Des centaines de pitons calcaires surgissent de l'eau verte, coiffés de végétation, et le navire se faufile entre eux comme dans un décor que personne n'aurait osé dessiner. La baie d'Ha Long, inscrite au patrimoine mondial de l'UNESCO, compte parmi les paysages les plus reconnaissables d'Asie. La légende locale raconte qu'un dragon descendu des montagnes aurait creusé ces îlots d'un coup de queue avant de plonger dans le golfe du Tonkin. Depuis le pont, au petit matin, quand la brume s'accroche encore aux sommets, on comprend pourquoi les Vietnamiens y ont vu l'œuvre d'une créature plutôt que celle du temps.

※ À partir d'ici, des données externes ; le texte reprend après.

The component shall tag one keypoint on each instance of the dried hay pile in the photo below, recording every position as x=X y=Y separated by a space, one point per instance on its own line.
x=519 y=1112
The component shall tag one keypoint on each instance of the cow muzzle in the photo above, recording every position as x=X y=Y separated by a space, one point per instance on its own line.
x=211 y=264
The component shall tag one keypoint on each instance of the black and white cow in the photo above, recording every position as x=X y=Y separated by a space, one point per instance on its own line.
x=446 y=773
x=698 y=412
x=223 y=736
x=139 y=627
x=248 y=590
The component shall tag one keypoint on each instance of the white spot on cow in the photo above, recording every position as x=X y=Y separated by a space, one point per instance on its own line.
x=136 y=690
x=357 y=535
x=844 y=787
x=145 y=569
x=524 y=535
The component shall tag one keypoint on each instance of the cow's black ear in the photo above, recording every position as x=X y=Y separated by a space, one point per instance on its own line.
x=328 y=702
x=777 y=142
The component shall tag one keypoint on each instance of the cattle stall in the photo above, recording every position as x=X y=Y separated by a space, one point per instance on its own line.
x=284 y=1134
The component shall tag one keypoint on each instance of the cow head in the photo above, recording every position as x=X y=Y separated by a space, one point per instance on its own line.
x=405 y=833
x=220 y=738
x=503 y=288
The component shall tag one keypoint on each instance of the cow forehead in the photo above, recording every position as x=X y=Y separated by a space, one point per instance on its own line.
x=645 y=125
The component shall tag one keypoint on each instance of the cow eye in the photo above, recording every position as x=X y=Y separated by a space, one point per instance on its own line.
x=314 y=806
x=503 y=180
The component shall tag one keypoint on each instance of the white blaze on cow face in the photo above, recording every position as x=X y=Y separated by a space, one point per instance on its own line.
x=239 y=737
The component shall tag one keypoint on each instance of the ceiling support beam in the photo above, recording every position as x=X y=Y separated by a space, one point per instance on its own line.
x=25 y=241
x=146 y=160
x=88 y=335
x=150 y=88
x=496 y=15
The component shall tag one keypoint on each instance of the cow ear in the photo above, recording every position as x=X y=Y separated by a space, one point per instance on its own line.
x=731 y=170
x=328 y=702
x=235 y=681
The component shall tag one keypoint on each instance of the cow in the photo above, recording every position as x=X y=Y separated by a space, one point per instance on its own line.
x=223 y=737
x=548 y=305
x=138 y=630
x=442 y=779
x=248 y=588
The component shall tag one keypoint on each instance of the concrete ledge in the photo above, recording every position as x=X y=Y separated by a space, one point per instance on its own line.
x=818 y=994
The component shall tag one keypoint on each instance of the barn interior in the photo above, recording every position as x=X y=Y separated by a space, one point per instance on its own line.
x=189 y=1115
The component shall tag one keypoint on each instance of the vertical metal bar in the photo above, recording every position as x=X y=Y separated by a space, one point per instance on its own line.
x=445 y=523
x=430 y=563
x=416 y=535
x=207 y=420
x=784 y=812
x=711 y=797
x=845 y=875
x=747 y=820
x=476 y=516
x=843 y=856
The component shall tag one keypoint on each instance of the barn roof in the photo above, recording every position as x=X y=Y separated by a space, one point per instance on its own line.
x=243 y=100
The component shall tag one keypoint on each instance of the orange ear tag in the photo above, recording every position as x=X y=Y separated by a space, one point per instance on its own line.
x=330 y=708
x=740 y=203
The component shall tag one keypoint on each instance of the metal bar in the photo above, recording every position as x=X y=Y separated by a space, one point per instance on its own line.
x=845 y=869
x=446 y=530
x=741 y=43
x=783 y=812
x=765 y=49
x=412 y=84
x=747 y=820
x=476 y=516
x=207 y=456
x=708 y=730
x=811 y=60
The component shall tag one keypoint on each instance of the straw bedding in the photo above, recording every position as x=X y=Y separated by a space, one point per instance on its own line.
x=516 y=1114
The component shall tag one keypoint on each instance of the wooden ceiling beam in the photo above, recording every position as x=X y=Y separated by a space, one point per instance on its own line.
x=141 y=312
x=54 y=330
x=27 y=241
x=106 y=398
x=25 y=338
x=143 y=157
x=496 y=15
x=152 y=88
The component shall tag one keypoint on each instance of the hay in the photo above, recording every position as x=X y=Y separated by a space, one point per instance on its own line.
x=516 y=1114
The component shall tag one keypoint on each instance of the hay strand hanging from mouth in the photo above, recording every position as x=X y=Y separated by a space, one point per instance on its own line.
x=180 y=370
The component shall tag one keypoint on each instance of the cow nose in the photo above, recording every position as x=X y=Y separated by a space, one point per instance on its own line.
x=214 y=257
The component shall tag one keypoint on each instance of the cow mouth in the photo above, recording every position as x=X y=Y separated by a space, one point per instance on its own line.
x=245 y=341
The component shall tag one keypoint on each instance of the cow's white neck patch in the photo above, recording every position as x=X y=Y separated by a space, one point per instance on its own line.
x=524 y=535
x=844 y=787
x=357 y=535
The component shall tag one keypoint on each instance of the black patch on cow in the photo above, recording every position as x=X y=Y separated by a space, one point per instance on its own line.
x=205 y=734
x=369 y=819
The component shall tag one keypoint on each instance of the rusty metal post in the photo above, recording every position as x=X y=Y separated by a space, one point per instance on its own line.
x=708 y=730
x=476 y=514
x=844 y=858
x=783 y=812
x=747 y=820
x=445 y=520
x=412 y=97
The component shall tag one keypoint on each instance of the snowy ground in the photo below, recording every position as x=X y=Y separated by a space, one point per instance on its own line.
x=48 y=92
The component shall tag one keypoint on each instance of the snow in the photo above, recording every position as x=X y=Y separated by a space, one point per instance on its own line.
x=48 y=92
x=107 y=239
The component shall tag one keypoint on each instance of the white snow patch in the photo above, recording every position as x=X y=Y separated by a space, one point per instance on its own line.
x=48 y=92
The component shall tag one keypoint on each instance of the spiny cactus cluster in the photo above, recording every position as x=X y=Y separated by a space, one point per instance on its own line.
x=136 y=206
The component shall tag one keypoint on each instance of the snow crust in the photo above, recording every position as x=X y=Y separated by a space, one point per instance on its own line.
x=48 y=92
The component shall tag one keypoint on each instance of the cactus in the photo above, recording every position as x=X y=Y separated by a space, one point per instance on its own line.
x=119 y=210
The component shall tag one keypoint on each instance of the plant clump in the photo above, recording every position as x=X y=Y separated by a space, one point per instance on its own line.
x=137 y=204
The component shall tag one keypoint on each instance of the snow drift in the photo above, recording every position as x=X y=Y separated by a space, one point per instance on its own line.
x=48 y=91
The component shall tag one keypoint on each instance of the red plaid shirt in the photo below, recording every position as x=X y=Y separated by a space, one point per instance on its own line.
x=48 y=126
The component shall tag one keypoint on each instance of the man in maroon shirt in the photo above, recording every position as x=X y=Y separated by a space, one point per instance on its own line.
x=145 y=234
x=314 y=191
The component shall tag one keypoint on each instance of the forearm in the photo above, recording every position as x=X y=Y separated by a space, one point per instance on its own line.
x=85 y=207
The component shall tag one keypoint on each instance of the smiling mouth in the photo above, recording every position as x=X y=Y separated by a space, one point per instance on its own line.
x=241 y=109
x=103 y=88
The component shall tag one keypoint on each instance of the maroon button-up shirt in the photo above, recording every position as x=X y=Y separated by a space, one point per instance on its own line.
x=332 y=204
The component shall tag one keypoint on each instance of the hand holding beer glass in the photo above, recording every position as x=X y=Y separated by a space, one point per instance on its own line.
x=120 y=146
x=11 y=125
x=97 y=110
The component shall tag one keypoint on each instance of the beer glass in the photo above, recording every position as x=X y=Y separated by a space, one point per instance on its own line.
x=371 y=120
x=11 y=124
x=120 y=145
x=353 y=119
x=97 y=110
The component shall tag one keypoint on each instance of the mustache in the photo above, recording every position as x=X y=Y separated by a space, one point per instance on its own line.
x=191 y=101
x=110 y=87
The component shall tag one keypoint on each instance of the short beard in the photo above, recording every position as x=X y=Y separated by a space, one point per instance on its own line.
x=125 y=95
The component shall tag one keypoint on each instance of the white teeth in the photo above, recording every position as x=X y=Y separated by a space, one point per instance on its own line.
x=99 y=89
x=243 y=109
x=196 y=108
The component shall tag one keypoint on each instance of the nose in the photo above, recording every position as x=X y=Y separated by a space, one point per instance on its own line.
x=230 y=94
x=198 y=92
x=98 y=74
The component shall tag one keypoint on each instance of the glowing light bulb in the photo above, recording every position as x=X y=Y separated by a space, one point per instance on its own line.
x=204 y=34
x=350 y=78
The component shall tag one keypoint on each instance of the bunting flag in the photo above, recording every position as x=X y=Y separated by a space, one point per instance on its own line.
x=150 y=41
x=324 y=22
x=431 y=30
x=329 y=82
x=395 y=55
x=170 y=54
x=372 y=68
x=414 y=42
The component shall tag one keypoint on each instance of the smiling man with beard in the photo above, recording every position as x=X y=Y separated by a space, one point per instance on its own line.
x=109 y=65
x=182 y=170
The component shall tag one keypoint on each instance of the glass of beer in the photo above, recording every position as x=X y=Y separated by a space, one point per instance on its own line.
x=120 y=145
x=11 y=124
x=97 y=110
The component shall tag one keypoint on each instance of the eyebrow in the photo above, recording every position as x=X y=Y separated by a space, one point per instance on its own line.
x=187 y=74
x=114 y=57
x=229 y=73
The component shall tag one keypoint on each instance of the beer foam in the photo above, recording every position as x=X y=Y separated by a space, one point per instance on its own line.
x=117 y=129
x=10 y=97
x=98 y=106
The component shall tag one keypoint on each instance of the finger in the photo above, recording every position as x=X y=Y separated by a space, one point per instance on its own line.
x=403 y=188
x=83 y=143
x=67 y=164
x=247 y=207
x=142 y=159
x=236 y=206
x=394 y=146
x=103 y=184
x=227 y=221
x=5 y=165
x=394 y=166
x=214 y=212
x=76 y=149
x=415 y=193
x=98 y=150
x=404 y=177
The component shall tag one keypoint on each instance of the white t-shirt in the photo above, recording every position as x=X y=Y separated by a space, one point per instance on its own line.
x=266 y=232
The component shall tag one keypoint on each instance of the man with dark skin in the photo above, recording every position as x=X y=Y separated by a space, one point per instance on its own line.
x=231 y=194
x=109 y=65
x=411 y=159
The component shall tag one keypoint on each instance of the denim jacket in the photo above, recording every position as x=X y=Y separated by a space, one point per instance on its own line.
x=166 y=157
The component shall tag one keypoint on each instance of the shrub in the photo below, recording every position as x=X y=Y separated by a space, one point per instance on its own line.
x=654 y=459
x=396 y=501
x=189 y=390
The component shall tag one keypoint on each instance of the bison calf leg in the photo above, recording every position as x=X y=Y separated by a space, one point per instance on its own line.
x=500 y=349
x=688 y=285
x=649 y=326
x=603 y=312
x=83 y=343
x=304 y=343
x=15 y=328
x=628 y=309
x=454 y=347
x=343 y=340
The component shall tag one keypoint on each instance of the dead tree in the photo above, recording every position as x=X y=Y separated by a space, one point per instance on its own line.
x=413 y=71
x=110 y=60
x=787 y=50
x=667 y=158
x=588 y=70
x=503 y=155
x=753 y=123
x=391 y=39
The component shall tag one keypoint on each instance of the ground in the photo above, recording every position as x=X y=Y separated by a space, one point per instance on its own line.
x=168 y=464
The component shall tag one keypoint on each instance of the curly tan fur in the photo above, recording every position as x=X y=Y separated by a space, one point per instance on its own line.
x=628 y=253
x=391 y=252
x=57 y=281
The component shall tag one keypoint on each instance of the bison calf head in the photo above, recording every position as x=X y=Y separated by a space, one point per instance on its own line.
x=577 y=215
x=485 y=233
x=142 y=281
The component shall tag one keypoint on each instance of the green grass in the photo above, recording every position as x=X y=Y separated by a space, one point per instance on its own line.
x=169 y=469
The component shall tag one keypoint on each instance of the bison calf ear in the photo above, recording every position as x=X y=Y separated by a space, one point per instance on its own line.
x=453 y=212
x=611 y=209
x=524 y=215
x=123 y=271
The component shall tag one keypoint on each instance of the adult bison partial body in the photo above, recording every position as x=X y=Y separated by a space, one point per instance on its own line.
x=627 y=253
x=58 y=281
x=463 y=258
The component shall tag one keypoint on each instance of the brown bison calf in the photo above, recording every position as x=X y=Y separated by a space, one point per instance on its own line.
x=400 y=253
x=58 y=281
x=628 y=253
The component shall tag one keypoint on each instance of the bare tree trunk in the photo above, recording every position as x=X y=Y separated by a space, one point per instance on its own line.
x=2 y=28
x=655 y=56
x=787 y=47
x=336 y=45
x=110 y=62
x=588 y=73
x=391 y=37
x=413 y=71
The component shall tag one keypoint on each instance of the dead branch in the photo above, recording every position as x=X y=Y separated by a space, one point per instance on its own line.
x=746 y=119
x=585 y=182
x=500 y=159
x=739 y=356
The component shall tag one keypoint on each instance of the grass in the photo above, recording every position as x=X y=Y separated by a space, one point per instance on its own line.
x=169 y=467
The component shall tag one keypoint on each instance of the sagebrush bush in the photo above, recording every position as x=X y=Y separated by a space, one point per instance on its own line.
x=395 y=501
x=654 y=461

Bai Chay, la porte d'entrée

Selon la taille du navire, l'accostage se fait au port international d'Ha Long, aménagé dans le quartier de Bai Chay, ou par transbordement vers le quai touristique voisin. Dans les deux cas, on débarque au cœur du secteur le plus animé de la ville. Le front de mer aligne hôtels, restaurants de fruits de mer et promenades ombragées, avec les silhouettes des îlots en toile de fond permanente. Les formalités sont simples, les distances courtes : c'est une escale qui laisse le maximum de temps au paysage. Le soir venu, la promenade du bord de mer s'anime de familles, de vendeurs ambulants et de jeunes mariés venus se faire photographier devant les îlots, pendant que les ponts s'illuminent au-dessus de la passe.

Naviguer entre les îlots

L'excursion en bateau demeure la raison d'être de la journée. Jonques et vedettes quittent les quais pour deux à quatre heures de navigation entre les formations calcaires, dont plusieurs portent des noms imagés, comme l'îlot du Coq combattant ou celui de l'Encensoir, reproduit sur les billets de banque du pays. Certains circuits accostent à la grotte de Thien Cung, dont les salles hérissées de stalactites s'éclairent de teintes changeantes, ou à celle de Sung Sot, plus vaste encore, d'où un belvédère domine les mouillages. D'autres prévoient une pause en kayak dans une crique fermée, où le seul bruit reste celui de la pagaie contre l'eau calme. On croise aussi des villages flottants où des familles de pêcheurs vivent sur l'eau depuis des générations, entre maisons sur radeaux, filets et chiens de garde installés à la proue. D'octobre à avril, la saison sèche offre les ciels les plus dégagés; l'été, plus chaud et orageux, drape parfois le décor d'une brume qui a aussi son mystère.

Prendre de la hauteur

Pour saisir l'ampleur du site sans embarquer, un téléphérique à cabines à deux étages relie Bai Chay à la colline de Ba Deo, de l'autre côté de la passe de Cua Luc. La traversée offre une vue plongeante sur les toits, les ponts et le semis de rochers qui s'étire jusqu'à l'horizon. Au sommet, une grande roue et des jardins prolongent la sortie en famille, avec le coucher de soleil en prime pour les escales tardives.

Le goût du golfe

La cuisine d'ici sort tout droit de l'eau. Les restaurants du secteur servent crevettes tigrées, seiches grillées et cha muc, une galette de calmar haché typique de la région, souvent accompagnée de riz gluant. Les marchés locaux permettent d'observer le va-et-vient des étals de poissons en fin de matinée, quand les barques rentrent au quai, et les vendeuses de fruits proposent litchis, ramboutans et mangues selon la saison.

Repères pour l'escale

ÉlémentDétail
AccostagePort international de Bai Chay ou transbordement selon le navire
Autour du quaiFront de mer, restaurants et téléphérique à distance de marche
À prévoirSortie en bateau : de deux à quatre heures selon le circuit

Au retour, quand le navire reprend le large, les pitons défilent une dernière fois dans la lumière du soir, et chacun cherche du regard celui qu'il préfère. Ha Long ne se visite pas vraiment : elle se traverse, lentement, et elle continue de flotter longtemps dans la mémoire de ceux qui l'ont vue émerger de la brume.